Теперь вместо каторжников он подчинял себе казаков. В разгар грабежей, загулов и убийств они гораздо меньше были подвластны ему, чем когда он пел. А он нуждался в том, чтобы они его слушали. Ничего другого не было в его жизни. На каторге гитара была его свободой, его тенью, его мечтой. Теперь он был абсолютно свободен. Но не знал, что ему с этой свободой делать. И тогда снова на помощь пришли старинные песни. Границы времени и его значение исчезли.
Вдруг тихую тягучую песню с берегов Байкала прервала разорвавшаяся струна, издав пронзительный неприятный звук.
— Ты устала, милая моя… Ну хорошо… На сегодня хватит, — сказал полковник, поднимаясь со своего места.
Я сидел напротив него, я был первым, на кого упал его взгляд. Он прикрыл глаза. Мысленно он был среди тех, с кем делил тяготы каторги. На какое-то мгновение он задумался, кто я. А потом он увидел, что я находился полностью во власти его песен. Даже я, я стал одним из его людей. Я был в его власти. Его глаза с желтыми кровяными прожилками смотрели на меня с теплотой.

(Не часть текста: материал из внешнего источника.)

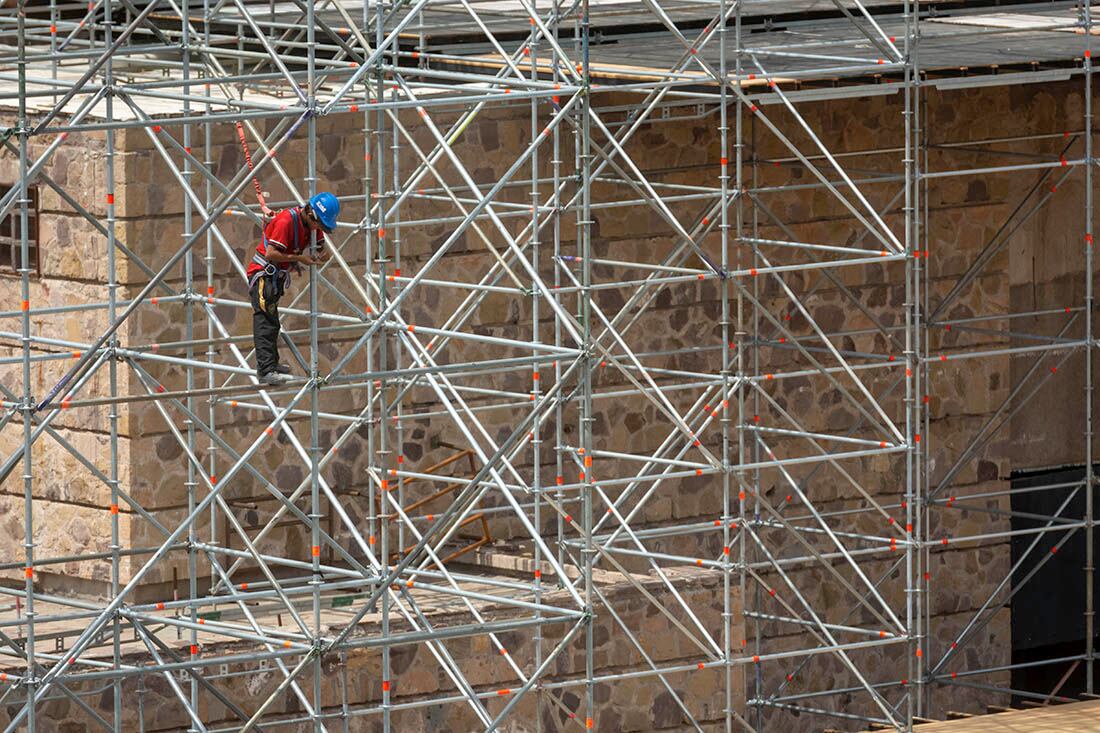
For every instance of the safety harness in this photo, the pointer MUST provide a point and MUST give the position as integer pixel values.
(270, 269)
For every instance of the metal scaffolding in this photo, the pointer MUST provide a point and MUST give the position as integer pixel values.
(528, 513)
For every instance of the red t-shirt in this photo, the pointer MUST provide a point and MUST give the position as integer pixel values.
(279, 234)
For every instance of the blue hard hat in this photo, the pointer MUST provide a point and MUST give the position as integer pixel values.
(327, 208)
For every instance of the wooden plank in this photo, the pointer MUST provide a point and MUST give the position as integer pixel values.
(1070, 718)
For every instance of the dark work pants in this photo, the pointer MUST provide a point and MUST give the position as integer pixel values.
(265, 325)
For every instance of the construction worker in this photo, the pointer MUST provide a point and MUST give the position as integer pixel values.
(284, 244)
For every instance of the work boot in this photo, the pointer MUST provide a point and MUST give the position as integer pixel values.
(274, 379)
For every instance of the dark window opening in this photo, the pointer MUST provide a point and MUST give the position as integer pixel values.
(11, 255)
(1048, 603)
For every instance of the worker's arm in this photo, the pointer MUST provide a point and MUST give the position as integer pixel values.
(278, 256)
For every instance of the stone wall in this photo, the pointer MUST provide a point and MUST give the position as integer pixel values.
(1041, 267)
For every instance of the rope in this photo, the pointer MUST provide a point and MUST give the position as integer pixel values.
(248, 156)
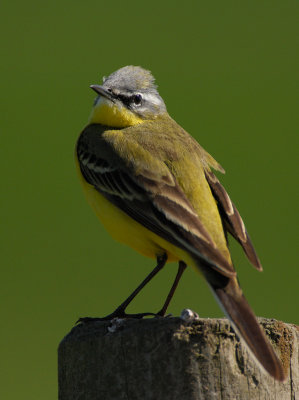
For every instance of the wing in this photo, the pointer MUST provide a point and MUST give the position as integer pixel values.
(232, 220)
(156, 201)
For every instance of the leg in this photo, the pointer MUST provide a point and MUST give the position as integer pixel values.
(182, 267)
(120, 311)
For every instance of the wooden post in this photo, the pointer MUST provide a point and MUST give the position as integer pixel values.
(170, 359)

Завязалась борьба — перевернутые столы, удары кулаков, ругань, угрозы. Офицеры хотели выпить. Много. Прямо сейчас. Потопить песни в водке.
— Уходи, маленький летчик, — обратился ко мне с нежностью человек без ноздрей. — Не жди. Так будет лучше.
Он приказал двум казакам меня проводить. Чтобы показать мне дорогу, да и просто на всякий случай. Не все семеновцы еще вернулись.
На морозе я пришел в себя. И от алкоголя. И от песен. От раздирающего меня желания, что водка и песни пробудили в самых глубинах моей души, желания следовать за полковником и его бесшабашными компаньонами во всех их похождениях. Мне хотелось, чтобы вдруг раздался гудок локомотива, чтобы бронированный поезд загремел колесами и тронулся в путь. Сейчас же, под порывами ледяного ветра, я все видел в ином свете. И вот это и есть великое приключение? Этот дьявольский дозор ходил по замкнутому кругу. Это еще хуже, чем каторга. Здесь не было никакой надежды на побег. Принуждение к грабежам, разгулу и бесчинствам. Безграничная власть, чтобы ничего не делать. Возможно, что сопровождавшие меня бандиты с патронташами на груди не догадывались об этом. Каждый из тех, с кем я недавно расстался, смутно осознавал, что гонялись они скорее за своей смертью, чем за смертью других людей.
На вокзал мы пришли, когда уже почти занимался день сибирской зимы. Я не успел ни переодеться, ни умыться. Милан, должно быть, ждал меня добрых полчаса в заранее оговоренном месте. Это было очень важно. Он должен был сообщить мне о новом задании. Очередном в моей миссии.
Моей первой задачей было найти транспорт. Благодаря Милану мне удалось это сделать. Взятка, которую мы дали одному из начальников товарного поезда, позволила нам заполучить один вагон. Теперь мне предстояло его загрузить.
Милан встретил меня, поприветствовал, как обычно, и как друга, и как подчиненного. Ничего в нем, даже его глаза, не намекало на мое опоздание или мой внешний вид. Через плечо у него висела сумка с деньгами для наших дел.
Мы направились к довольно отдаленному складу. В двух-трех километрах. Снег, рельсы, шпалы. Рельсы, шпалы, снег. По дороге чешский сержант объяснил мне суть дела. Несколько раз. Просто и лаконично. После прошлой ночи только такое объяснение мне и было нужно. Сначала охранник: небольшая взятка; потом кладовщик — взятка покрупнее; наконец, комендант — самая большая сумма.